The big difference between still images and both music and film is of course the dimension of time. Recorded media has to be arranged on a timeline in order to be understood. There is a beginning and an end and everything in between is locked in an order. Still artwork has no such restrictions, it has a no narrative order, and the viewer decides the duration of the experience. In this sense it does not relate to the music in the same way as film might. It doesn't specifically relate to any single point in the music.

And related: is there something intentionally ambient and unresolved, lacking in that identifiably human 'personality', in your images which is deliberately related to this quality in the music?

This was less of a conscious decision and more how I responded to the music. I didn't rationalize it at the time but yes, there are no human figures in the images because there are no human voices in the music. I do think of the images as deeply human though.

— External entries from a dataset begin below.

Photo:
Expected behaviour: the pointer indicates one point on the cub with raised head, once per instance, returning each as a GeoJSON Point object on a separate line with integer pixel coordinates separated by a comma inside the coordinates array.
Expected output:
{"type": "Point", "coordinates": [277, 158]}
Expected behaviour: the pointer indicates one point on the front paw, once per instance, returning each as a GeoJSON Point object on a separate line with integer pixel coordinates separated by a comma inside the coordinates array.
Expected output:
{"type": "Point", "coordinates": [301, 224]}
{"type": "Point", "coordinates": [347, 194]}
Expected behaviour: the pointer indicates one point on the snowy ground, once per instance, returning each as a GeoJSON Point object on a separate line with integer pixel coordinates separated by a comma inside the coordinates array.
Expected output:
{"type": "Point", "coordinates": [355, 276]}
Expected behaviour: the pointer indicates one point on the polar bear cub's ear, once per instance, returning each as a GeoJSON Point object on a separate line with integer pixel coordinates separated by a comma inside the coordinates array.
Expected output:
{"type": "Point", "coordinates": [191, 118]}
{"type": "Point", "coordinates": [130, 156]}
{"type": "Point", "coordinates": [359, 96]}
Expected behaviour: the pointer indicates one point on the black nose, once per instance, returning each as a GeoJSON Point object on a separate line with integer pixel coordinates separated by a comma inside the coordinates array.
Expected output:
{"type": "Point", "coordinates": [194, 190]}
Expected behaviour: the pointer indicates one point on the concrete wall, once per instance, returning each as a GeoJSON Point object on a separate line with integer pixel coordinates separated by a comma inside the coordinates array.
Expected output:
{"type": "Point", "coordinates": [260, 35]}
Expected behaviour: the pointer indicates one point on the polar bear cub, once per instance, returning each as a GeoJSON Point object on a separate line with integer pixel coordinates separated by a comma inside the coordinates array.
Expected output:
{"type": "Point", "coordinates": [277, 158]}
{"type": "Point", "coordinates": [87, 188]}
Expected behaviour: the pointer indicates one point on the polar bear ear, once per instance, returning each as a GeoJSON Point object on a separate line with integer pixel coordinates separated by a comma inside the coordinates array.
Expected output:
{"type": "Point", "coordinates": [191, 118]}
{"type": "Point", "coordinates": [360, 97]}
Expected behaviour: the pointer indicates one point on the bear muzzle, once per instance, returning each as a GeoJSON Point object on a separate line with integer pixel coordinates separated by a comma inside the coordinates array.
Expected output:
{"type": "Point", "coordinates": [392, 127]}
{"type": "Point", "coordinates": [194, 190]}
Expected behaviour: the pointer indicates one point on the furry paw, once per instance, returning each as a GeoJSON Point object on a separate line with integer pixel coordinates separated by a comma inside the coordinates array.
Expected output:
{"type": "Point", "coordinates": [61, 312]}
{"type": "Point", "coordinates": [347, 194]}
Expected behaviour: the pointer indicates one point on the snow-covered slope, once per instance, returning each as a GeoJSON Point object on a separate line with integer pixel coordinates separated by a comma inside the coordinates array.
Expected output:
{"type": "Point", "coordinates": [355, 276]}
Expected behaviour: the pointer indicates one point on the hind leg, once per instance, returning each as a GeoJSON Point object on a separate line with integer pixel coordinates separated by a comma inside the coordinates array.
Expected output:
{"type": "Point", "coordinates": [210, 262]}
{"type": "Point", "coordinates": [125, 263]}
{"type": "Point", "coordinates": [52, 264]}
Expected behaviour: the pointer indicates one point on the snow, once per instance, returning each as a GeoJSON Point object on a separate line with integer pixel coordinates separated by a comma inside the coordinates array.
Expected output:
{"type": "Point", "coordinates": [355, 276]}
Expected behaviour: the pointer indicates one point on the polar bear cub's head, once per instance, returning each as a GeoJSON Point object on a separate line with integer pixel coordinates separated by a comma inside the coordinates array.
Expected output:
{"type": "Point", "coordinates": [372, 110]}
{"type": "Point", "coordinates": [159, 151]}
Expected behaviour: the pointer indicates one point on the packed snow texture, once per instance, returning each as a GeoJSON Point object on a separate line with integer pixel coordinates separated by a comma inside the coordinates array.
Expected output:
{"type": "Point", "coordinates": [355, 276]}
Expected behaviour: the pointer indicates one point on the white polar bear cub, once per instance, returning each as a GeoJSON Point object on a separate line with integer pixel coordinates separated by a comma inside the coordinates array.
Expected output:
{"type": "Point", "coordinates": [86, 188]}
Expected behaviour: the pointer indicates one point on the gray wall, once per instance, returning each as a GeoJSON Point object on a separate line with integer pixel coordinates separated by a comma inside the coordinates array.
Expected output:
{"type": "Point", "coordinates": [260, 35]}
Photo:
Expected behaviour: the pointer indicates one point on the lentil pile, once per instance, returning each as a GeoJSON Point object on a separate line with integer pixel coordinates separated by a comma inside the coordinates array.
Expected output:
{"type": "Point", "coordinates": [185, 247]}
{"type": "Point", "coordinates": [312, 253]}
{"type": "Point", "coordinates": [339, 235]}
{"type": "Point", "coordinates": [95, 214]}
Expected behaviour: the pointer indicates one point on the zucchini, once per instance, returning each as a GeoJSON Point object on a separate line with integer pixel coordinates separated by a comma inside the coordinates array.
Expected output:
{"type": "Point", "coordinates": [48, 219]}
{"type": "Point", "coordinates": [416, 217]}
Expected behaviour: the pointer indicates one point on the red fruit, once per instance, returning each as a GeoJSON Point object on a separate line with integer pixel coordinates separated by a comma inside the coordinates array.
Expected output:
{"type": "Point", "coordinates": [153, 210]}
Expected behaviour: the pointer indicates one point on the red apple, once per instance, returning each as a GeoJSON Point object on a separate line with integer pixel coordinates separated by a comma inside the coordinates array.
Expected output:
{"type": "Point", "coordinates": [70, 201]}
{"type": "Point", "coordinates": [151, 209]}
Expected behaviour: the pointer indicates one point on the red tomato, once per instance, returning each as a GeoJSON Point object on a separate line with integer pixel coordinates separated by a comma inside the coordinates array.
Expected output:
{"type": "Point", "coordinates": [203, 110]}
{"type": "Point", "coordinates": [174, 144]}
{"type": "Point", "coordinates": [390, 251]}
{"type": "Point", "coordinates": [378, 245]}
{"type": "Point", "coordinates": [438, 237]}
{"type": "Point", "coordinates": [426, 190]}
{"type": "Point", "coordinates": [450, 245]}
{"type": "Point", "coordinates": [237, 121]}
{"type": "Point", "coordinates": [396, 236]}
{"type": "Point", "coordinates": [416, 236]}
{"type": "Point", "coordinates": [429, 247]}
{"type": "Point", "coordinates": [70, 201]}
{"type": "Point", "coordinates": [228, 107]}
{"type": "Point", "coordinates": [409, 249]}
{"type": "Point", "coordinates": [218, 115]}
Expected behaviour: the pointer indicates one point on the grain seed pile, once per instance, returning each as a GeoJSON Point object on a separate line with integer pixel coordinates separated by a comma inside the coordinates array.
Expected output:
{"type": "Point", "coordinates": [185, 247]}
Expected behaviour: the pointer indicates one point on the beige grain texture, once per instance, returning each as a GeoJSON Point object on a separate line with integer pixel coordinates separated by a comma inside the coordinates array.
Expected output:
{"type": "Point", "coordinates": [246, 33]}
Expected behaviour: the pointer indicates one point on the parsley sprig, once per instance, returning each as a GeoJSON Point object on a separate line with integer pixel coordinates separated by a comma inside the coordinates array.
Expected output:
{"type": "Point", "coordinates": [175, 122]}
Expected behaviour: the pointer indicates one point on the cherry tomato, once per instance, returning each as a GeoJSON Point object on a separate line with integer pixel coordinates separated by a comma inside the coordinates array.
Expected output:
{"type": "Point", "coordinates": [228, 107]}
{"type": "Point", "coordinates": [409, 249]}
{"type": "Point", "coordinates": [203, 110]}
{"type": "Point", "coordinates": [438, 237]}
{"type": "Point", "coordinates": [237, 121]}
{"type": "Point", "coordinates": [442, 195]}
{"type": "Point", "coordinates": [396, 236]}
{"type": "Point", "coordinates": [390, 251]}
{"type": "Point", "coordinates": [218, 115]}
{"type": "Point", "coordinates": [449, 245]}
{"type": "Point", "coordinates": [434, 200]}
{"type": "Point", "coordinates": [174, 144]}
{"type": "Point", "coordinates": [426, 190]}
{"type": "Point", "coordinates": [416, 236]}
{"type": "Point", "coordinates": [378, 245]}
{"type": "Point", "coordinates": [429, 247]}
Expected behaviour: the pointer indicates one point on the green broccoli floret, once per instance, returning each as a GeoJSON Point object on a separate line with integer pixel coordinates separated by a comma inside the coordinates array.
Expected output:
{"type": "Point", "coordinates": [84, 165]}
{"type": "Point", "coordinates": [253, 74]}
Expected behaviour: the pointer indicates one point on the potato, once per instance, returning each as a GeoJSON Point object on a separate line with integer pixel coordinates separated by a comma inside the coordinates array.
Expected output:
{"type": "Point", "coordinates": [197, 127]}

Did you ever discuss what the title, 'Small Craft on a Milk Sea', might actually refer to? And did you discuss what the film accompanying the music might have been? Alternatively, do you have your own conception of what it might be?

In keeping with the music and the images, the title of the album and the tracks on it do not relate to anything specific. They don't mean anything. They are collections of words which paint a picture, but in quite an abstract way. They are all responses to the sounds Brian has made.

If I was to visualize this as a film it would be something like a cross between Patrick Keiler and Tom Ford... with a bit of Peter Ackroyd thrown in for good measure.

Finally: what are you up to next? Are there any plans for more live work, either with Eno or solo? And do you have any interesting work on the horizon we should keep an eye out for?

There are loads happening at once at the moment. I am working with Brian on a large-scale projected video piece for a musical performance in Krakow based around the film Solaris. We are also working with the poet Rick Holland on a words and music project. I am doing a type based public artwork in Blackpool for their Central library. There is also an ongoing project with the aforementioned Peter Ackroyd and the architect Iain Johnson, which is the proposal for a new London monument to the buried Fleet River. I am turning this into a book. All this is running alongside personal work, which will form the basis of an exhibition to be called either Bastard Issue, or Human Fuel.

I continue to do the 77 Million Paintings exhibitions with Brian and we have some interesting directions to take that in.

I am also learning to cook soufflé... but I imagine you are less interested in that !!